Rappelons tout d’abord que la France et les pays africains de la zone franc (PAZF) ont signé le 4 décembre 1973, une convention visant à « mettre en commun leurs avoirs extérieurs dans un fonds de réserves de change. Ces réserves feront l’objet d’un dépôt auprès du Trésor Français, dans un compte courant dénommé comptes d’opérations ». La création de ces comptes d’opération fait suite au Pacte Colonial négocié par le conseiller du Général de Gaulle, Jacques Foccart, au lendemain des indépendances, et qui obligeait les PAZF à déposer la totalité de leurs avoirs extérieurs au Trésor Français. La convention de 1973 a assoupli ce « pacte » en ramenant le taux du dépôt à 65% des avoirs extérieurs, l’objectif officiel étant de répondre aux besoins de trésorerie des PAZF, et d’honorer leurs engagements auprès de leurs créanciers. En contrepartie, la France garantie une convertibilité illimitée du franc CFA en euros.

Cette convertibilité illimitée du franc CFA signifie qu’à chaque fois que de la richesse est créée dans un PAZF, de la monnaie est créée (du franc CFA en l’occurrence). Il en résulte une création potentielle de franc français, jusqu’en 2002, puis d’euro, ce dernier étant automatiquement convertible.

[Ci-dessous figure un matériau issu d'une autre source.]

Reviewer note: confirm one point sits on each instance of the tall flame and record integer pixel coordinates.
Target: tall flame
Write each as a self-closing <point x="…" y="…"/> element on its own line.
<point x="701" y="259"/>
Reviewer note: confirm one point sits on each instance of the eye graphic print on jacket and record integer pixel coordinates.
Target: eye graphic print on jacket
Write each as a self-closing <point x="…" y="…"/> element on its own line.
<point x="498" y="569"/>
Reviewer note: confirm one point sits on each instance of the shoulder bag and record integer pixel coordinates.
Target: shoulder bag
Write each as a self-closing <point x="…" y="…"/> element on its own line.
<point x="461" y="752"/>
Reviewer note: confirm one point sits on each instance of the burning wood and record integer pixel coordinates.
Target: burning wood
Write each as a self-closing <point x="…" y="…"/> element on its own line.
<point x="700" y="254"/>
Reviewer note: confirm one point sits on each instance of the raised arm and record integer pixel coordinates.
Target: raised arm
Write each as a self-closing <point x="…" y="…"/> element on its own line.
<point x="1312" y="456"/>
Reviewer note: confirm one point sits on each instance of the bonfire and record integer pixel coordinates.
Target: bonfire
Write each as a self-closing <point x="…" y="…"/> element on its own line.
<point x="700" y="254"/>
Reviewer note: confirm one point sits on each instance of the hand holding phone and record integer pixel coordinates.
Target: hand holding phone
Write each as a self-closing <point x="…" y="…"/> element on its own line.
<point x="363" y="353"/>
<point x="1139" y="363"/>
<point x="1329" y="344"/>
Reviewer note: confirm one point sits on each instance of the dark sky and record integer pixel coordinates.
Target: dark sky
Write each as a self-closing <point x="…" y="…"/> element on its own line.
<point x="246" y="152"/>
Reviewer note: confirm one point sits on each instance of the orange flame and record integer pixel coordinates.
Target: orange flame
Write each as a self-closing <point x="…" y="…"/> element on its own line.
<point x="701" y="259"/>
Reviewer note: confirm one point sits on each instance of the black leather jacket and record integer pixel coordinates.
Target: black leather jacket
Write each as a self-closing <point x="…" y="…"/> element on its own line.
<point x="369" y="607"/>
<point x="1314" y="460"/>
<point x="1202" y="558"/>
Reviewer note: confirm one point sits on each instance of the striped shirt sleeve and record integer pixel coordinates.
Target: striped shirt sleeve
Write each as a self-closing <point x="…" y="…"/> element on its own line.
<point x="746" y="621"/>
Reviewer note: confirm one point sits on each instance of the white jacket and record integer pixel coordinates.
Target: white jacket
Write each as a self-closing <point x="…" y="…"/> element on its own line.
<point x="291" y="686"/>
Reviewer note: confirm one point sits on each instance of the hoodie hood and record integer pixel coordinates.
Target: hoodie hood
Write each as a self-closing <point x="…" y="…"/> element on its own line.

Comme nombre d’économistes, nous pouvons voir dans ce mécanisme une source illimitée de devises pour la France. En effet, étant donné que la France est historiquement le principal partenaire et investisseur des pays de la zone franc CFA, la création de richesses en franc CFA lui a permis d’accumuler massivement des devises, notamment grâce à une liberté de rapatriement des capitaux sans restriction que légalisent les principes régissant le franc CFA. Ces comptes d’opérations seraient d’autant plus rentables qu’ils sont excédentaires jusqu’en 1980, puis de nouveau après la dévaluation de 1994, décidée par la France, qui a réduit la valeur du franc CFA de moitié. La garantie totale du franc CFA accordée par la France n’est donc aujourd’hui que fiction puisqu’il est peu probable que les Etats africains de la zone franc fassent faillite.

Cependant, force est de constater que l’environnement a changé, la France a perdu son quasi-monopole sur les marchés africains et la pluralité des acteurs présents aujourd’hui sur ces marchés ne permet plus à la France de s’enrichir (autant) sur le dos des Etats africains. En réalité, la plus grande faille de ce système repose sur le fait que les comptes d’opérations du Trésor français considèrent comme une seule et même entité l’ensemble des PAZF. Par conséquent, des pays ayant une balance commerciale excédentaire (tels que la Côte d’Ivoire ou le Gabon) payent pour des Etats déficitaires (telles que le Mali ou le Togo) qui ont ainsi la possibilité de s’endetter puis de faire porter la charge de cette dette à l’ensemble des pays de leur zone monétaire.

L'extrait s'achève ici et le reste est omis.